In the education debate I want to hear more from civil society groups that help children avoid getting anyway near cycles of self-destructive behaviour and a lot less from groups that concede defeat before the battle against social decline has even begun.
A vision for Scotland
This address has been wide-ranging and I have only been able to briefly describe my five major themes.
In the run-up to the Scottish Parliamentary Elections we will say much more about them.
As we do so the renewed one nation character of Scottish Conservatism will become clear.
We are a one nation party because we believe in the union - in a Scotland that plays the fullest part in British, European and world affairs.
But we are also a one nation party because we believe in opportunity and security for every person living in Scotland today - whether they are in Easterhouse or Newton Mearns, Craigmillar or Barnton, Whitfield or Broughty Ferry, Mastrick or Rubislaw Den.
That ideal will be at the heart of the next Scottish Conservative manifesto.
We are a party that is changing in order to meet Scotland's new needs.
Our ideals are the same but the way in which we can attain those ideals is inevitably evolving.
The other political parties in Scotland - all left-of-centre - have no new ideas in the war against poverty.

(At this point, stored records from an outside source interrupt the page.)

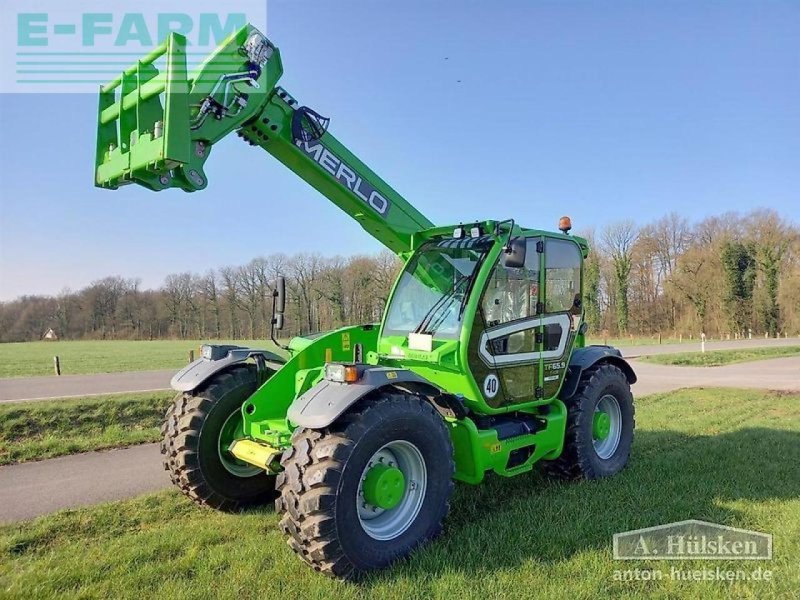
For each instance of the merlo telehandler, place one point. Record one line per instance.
(479, 364)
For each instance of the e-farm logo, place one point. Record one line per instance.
(56, 46)
(34, 30)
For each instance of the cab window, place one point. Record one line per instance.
(562, 275)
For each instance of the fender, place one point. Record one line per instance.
(327, 400)
(583, 358)
(220, 357)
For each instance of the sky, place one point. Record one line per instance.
(471, 110)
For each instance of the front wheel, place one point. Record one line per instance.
(370, 488)
(197, 431)
(600, 423)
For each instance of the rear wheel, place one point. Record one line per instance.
(600, 424)
(370, 488)
(197, 431)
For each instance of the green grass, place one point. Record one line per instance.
(45, 429)
(717, 358)
(726, 456)
(36, 358)
(621, 342)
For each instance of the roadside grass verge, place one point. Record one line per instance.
(725, 456)
(26, 359)
(46, 429)
(716, 358)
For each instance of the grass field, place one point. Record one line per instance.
(36, 358)
(717, 358)
(726, 456)
(45, 429)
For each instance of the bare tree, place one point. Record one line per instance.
(618, 240)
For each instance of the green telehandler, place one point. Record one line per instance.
(479, 364)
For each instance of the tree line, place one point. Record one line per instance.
(729, 275)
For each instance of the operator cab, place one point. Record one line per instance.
(507, 306)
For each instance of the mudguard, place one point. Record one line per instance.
(327, 400)
(583, 358)
(195, 373)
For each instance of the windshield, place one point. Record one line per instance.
(433, 289)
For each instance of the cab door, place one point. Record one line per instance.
(561, 309)
(507, 332)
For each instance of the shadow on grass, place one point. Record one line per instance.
(671, 477)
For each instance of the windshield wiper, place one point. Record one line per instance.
(439, 303)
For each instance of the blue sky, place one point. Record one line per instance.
(599, 110)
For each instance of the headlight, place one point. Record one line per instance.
(341, 373)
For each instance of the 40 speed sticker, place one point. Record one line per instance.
(491, 385)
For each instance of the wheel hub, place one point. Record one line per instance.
(606, 426)
(391, 490)
(601, 426)
(384, 486)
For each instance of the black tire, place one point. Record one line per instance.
(190, 444)
(579, 459)
(322, 472)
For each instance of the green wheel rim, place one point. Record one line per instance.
(385, 513)
(606, 426)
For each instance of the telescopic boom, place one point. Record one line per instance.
(157, 124)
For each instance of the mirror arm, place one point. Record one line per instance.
(274, 321)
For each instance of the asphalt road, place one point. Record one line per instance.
(31, 489)
(18, 389)
(49, 387)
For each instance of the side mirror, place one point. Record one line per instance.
(515, 253)
(280, 296)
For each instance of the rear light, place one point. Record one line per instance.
(341, 373)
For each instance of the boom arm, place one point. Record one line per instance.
(157, 127)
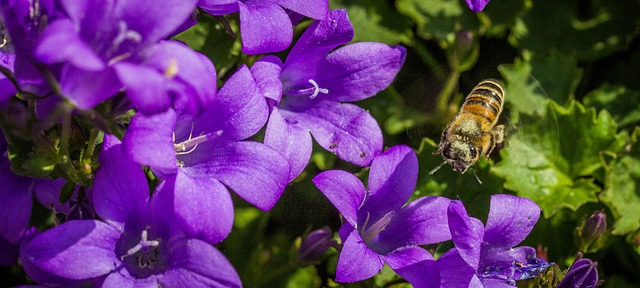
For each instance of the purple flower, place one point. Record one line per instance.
(484, 256)
(316, 84)
(110, 45)
(139, 244)
(265, 24)
(477, 5)
(582, 274)
(378, 228)
(207, 153)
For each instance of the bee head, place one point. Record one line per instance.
(460, 155)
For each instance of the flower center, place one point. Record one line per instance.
(145, 252)
(312, 92)
(189, 145)
(369, 233)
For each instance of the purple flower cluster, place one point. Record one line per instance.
(380, 227)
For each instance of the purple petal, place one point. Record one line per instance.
(359, 70)
(293, 141)
(392, 179)
(423, 221)
(266, 72)
(237, 113)
(415, 265)
(157, 21)
(79, 249)
(78, 53)
(195, 263)
(148, 141)
(257, 172)
(122, 278)
(314, 44)
(466, 232)
(344, 190)
(120, 188)
(356, 261)
(189, 77)
(265, 27)
(344, 129)
(219, 7)
(476, 5)
(86, 89)
(203, 206)
(312, 8)
(455, 272)
(510, 220)
(17, 199)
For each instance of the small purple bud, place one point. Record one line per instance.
(582, 274)
(315, 244)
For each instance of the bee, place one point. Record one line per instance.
(473, 132)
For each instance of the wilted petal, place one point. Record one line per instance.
(194, 263)
(455, 272)
(86, 89)
(61, 33)
(314, 44)
(423, 221)
(359, 70)
(344, 129)
(293, 141)
(202, 205)
(392, 179)
(265, 27)
(466, 233)
(510, 220)
(17, 198)
(312, 8)
(257, 172)
(120, 188)
(79, 249)
(149, 141)
(357, 262)
(477, 5)
(415, 265)
(344, 190)
(266, 72)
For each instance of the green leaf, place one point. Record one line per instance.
(559, 173)
(621, 194)
(588, 30)
(531, 80)
(621, 102)
(376, 20)
(439, 19)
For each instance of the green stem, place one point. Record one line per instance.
(447, 92)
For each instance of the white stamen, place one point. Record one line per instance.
(317, 89)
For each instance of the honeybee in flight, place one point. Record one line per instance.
(473, 132)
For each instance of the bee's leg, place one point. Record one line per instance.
(497, 137)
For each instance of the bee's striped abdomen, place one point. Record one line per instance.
(485, 100)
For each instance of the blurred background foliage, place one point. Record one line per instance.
(571, 72)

With increasing desperation they pull the same tired levers of state intervention then wring their hands at the further deterioration of our social infrastructure.
They set targets and ten year plans that are opaque and for which no one is directly accountable.
They overload teachers, police officers and NHS staff with more and more bureaucracy.
They neglect the importance of Scotland's families and neighbourhood-based charities in their plans.
Labour is fighting twenty-first century forms of poverty with out-of-date approaches.
It's time for new weapons and new strategies in the war on poverty.
Scotland's Conservatives are ready for that battle.